The bankruptcy of Global E-shop made a crowd of suppliers who demanded payment for goods unable to resist, and it was settled in the order of bankruptcy(1. Wages and labor insurance premiums owed by the bankrupt enterprise; 2. Taxes owed by bankrupt enterprises; 3. Bankruptcy claims), Global Easy Buy, which is heavily indebted, may not be able to pay its suppliers after bankruptcy liquidation.


in fact,On December 10, Taiyuan Intermediate People's Court issued a notice, informing the unit receiving the notice to declare the debt to Shanxi Guojin Law Firm, the manager of Global E-shop, within 30 days, stating in writing the amount of the debt, whether there is property guarantee and whether it is a joint and several debt, and providing relevant evidence materials.

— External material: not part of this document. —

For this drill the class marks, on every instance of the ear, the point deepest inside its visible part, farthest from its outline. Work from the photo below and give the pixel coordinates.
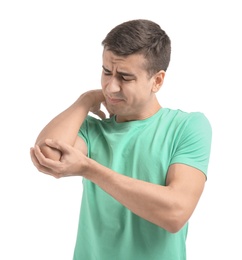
(158, 80)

The cross-border e-commerce platform falsely disposed of 4.4 billion yuan of inventory, and Shenzhen Big Sale was inquired


If the creditor's rights are not declared within the time limit, supplementary declaration can be made before the final distribution of the bankruptcy property. However, for the distribution that has been made before, no supplementary distribution will be made to the undeclared person. The expenses incurred for reviewing and confirming the supplementary declaration of creditor's rights will also be borne by the undeclared person. Those who have not declared their claims shall not exercise their rights in accordance with the procedures specified in the Enterprise Bankruptcy Law of the People's Republic of China.


According to the notice, Taiyuan Intermediate People's Court decided toAt 9:00 a.m. on March 30, 2022, the first creditors' meeting will be held in its No. 1 court, and the unit receiving the notice has the right to participate after it declares its creditor's rights.


Half a month after the notice was sent, a large number of suppliers still did not know the news. In a rights protection group, a supplier takes out the notice, andMost of the more than 200 suppliers said they had not received this important notice.


After contacting the manager's law firm, the supplier entered a creditor group, and the group announcement prompted to download the debt declaration form, including"Notice on Creditor's Rights Declaration in the Bankruptcy Case of Global E-shop" and the electronic version of the notice of Taiyuan Intermediate People's Court. Although there is little hope of getting money, many suppliers are still trying to fill in, which may be their last chance of survival.